"Eighty-five percent!?" Captain Malcom was practically screaming at me.
"Mind your tone."
He cleared his throat in an effort to regain control of himself. His face remained flushed. "Eighty-five percent, ma'am? We've done everything you've asked. How is it possible that the resistance has gained so much support, so fast? You projected it would be at least two more days...and more, with the last ten percent never giving sympathy. Now you're telling me it's reached eighty-five percent of New Eden, overnight?"
"It is troubling," I agreed.
"Troubling? Troubling? It's unheard-of. We can't get that kind of cohesion at political rallies. How the hell are eighty-five percent of all Exhumans in New Eden suddenly of one mind?"
"People at political rallies aren't under a system of oppression. They don't have divested rights. They don't even necesarily have a common enemy or a common goal. They have a right to choose and a right to be there, and it's in the possession of rights that there's so much room for diverse opinion."
"But you've done nothing but clamp down on the Exhumans' rights since you got here. By your own logic, you're pressing them towards unification."
I stared at the guy. For once, we were having this conversation in my office, which I resented. He'd seen fit to interrupt my work and try to barge in here, pounding on the door and demanding admittance when he found it locked.
If he had something to go on, I wouldn't have minded so much. But as ever, he was all talk and no action; he'd only wanted to speak to me to freak out and complain. Prevent me from doing my work so that he could feel like he was doing his.
"There was a galvanizing point I couldn't anticipate," I explained. "Have you seen this?"
I turned my screen around for him to look, and he took a seat in front of my desk without asking. I hit play, and the holo filled with a smoky, distorted image.
It was a silhouette, someone in a mask only barely visible. Golden light shimmered around him, wavering as though from underwater, and boxy vertical lines constantly sliced through the image from decoding artifacts. The figure was seated, sternly upright, and though completely shadowed, had the outline of a bulky male.
"New Eden," he began. His tone that was rich and sonorous, but warbled through the obvious synthesized effects. "It is I, Vox Humanus. Here we sit together, together to tell you of our future, together...to set you free."
"That's him?" Malcom asked, and I paused the vid. "When did we get this?"

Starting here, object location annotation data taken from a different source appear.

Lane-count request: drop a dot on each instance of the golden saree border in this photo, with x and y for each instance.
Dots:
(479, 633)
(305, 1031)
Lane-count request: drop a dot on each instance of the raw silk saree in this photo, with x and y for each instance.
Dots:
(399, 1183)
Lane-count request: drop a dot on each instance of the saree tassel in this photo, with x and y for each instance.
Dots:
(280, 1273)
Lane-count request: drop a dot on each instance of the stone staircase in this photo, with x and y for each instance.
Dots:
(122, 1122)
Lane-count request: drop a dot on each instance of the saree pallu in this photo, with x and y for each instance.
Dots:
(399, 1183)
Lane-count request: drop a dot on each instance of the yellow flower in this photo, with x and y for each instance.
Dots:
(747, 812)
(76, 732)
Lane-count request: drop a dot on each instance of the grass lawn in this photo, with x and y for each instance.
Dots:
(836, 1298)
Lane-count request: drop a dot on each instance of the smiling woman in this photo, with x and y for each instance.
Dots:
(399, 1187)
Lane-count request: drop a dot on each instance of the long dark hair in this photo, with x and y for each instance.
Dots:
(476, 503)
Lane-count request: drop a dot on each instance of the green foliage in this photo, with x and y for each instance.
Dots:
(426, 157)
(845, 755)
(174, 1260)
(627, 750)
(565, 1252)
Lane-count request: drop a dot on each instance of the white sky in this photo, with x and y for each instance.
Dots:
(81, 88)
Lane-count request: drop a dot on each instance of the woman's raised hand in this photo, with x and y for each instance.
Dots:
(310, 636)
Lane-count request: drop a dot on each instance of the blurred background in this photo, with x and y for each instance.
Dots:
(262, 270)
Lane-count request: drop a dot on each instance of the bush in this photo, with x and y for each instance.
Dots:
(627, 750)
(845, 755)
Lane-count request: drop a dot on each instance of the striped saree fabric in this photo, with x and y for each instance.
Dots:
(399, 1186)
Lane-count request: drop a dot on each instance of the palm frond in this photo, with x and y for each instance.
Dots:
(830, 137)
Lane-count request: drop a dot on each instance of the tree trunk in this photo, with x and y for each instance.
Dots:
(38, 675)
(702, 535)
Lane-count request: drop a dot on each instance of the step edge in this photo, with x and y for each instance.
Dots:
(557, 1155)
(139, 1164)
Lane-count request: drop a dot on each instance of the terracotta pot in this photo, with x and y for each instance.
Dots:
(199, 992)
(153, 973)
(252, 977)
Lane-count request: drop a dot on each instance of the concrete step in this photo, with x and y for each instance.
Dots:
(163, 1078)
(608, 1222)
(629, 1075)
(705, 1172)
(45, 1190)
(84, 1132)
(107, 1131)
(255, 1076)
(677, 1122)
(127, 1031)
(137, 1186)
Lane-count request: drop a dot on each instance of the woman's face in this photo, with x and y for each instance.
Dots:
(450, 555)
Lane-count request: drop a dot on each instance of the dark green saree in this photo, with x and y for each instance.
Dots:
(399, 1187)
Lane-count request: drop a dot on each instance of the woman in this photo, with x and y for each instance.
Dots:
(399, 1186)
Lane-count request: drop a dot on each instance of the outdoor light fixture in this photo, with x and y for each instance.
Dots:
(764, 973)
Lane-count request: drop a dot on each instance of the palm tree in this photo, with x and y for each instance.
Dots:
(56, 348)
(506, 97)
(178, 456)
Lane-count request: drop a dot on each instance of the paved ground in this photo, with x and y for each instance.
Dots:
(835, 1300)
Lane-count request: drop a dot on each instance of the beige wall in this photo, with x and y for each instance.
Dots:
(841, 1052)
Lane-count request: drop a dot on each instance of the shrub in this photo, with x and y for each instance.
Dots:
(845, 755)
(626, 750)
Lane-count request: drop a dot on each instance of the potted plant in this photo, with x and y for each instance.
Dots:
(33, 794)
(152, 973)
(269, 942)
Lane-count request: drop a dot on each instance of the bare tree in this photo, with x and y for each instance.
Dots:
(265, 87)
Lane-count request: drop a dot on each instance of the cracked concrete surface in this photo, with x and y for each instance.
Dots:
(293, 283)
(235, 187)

"I found several agents suddenly bursting with activity. When pressed, they were found distributing copies through the city. This is the most concrete link we've yet found to Vox, and I was looking into it, before being interrupted."
"Sorry," Malcom said, staring at the shadowy image. "Continue, please, ma'am."
I hit play, and we were treated to several seconds of smoke billowing around in the golden light and shadows. I tried not to think about how it seemed just a higher production-value sort of take on the campy Black Shark videos I had made.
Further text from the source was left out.